Silvestri chose to tell their stories via a series of out-of-focus portraits to preserve the privacy of her subjects, (also as their statuses in the UK are in most cases still illegal). The artists then sowed a line to each portrait—reading almost like scars—representing their journeys from Africa to Europe, sometimes zigzagging across cities and continents. Next to their portraits, the protagonists tell their stories in candid and moving texts.
Not a booth, but an exhibition part of the Projects section, the presentation of the Japanese artist collective, winners of the Prudential Eye Emerging Artist of the Year Award, is one of the unmissable offerings of this edition of the fair, and marks the first UK exhibition of this collective on the rise.
All the works presented at START explore an ongoing concern of the collective: nuclear and natural disasters such as Hiroshima or Fukushima. But at same time, their works, be it films or performances, have a joyful sense of humor, bringing a sense of hope.
4. Project ArtBeat (Tbilisi)
The Georgian gallery delighted with the series of paintings by Maka Batiashvili depicting couples engaged in mundane activities like chewing gum, sitting on the grass, and walking in the street. With their naïve colors and primitive brushstrokes, Batiashvili’s small canvases elicit an immediate pleasure and response that seems miles away from the rarefied and conceptual artworks that populate many contemporary art fairs.
5. Atelier Aki (Seoul)
The gallery from Seoul brought an arresting group presentation, but it was perhaps the tabletop installation by Kang Jun Young which stole the show.
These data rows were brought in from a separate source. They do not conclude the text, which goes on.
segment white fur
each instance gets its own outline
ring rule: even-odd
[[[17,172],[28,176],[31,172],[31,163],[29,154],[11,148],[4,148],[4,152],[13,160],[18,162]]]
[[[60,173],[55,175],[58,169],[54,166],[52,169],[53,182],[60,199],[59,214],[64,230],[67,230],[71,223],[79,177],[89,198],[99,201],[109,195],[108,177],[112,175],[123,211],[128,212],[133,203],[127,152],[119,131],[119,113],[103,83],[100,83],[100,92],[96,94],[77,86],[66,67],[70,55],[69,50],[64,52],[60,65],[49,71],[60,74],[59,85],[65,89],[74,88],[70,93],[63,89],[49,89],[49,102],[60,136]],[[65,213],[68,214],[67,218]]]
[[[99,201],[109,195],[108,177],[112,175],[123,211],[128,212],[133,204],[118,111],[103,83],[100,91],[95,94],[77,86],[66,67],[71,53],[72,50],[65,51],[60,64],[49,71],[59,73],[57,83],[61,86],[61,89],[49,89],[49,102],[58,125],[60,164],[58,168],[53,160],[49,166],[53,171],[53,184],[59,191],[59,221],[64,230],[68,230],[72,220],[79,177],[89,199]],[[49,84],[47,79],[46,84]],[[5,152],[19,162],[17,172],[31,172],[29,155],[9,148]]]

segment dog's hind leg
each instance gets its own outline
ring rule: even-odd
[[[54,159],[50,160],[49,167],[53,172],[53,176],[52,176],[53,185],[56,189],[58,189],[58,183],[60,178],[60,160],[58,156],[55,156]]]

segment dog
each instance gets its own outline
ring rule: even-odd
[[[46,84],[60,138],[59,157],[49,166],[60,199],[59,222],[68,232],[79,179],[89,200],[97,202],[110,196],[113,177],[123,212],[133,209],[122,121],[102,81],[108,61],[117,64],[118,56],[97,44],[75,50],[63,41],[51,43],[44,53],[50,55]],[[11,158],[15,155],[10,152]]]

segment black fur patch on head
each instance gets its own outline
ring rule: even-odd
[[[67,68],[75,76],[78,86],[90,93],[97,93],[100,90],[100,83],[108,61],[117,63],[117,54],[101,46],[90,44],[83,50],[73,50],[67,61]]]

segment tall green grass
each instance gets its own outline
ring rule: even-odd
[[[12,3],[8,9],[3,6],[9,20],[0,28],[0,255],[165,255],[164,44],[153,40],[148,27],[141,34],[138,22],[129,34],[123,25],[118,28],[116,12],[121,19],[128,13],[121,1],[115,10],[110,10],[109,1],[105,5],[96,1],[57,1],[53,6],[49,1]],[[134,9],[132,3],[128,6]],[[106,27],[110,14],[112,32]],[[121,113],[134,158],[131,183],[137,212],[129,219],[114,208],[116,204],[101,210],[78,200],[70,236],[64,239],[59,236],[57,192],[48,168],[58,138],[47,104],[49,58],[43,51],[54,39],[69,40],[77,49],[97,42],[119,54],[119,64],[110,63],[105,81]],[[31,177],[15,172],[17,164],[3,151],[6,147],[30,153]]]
Working across ceramics, painting, and drawing, Young’s works tackle autobiographical themes, like love and family relationships, with a style that mixes humor and unabashed sentimentality.
6. Arcadia Missa (London)
The young London gallery Arcadia Missa presented a collaborative project by Hannah Quinlan Anderson and Rose Hastings that explores the idea of the gay bar as space of creative encounters and exchanges. “START was the first fair we did when we started representing artists, so we wanted to be present also this year” Roszita Farkas, director of the gallery, told artnet News. “It is also a great fair to take risks and be creative.”
7. CES Gallery (Los Angeles)
At the booth of the Los Angeles based gallery, a group of paintings by the American Scott Anderson beamed on the ground floor. Anderson’s process-based paintings certainly reference avant-garde masters like Henri Matisse, but they read more like attempts to exorcise their weighty influence than like mere tributes. Half fauvist reveries half manic cartoons, Anderson’s paintings signal that this is an artist to watch.
The immersive digital installation of teamLab was a truly mesmerizing technological feat: a digitally generated landscape of blossoming flowers and butterflies that reacted to human touch. Flowers would grow around people and objects, while the butterflies would drop dead when touched by human hands, exploring themes of man versus nature and ecology versus industry.
9. l’étrangère (London)
Back at the This is Tomorrow section (which takes its name after the seminal exhibition held at the Whitechapel in 1956), the young east London gallery l’étrangère offered a superb solo presentation by David Ben White.
In his paintings and sculptures, White plays with the legacy of Modernism but brings a topsy-turvy twist to his depiction of angular buildings and sleek interiors. On the floor, two sculptures doubling as wonky furniture in bright yellow and blue seemed like a hybrid of Franz West’s “adaptives” and furniture works.
10. Tamar Dresdner Art Project (Tel Aviv)
The Tel Aviv-based gallery convinced with its presentation by Batia Shani, which explores the Israeli artist’s fears, especially those related to the ongoing conflict. One of the works is an installation of small dresses made with fabric from uniforms of Israeli Army and embroidered with messages, crafted following the draft of Shani’s son. “Embroidering has become a sort of coping mechanism, a sort of therapy for me, to face and overcome my fears,” Shani told artnet News.
START Art Fair takes place at the Saatchi Gallery, London, from September 10-13, 2015.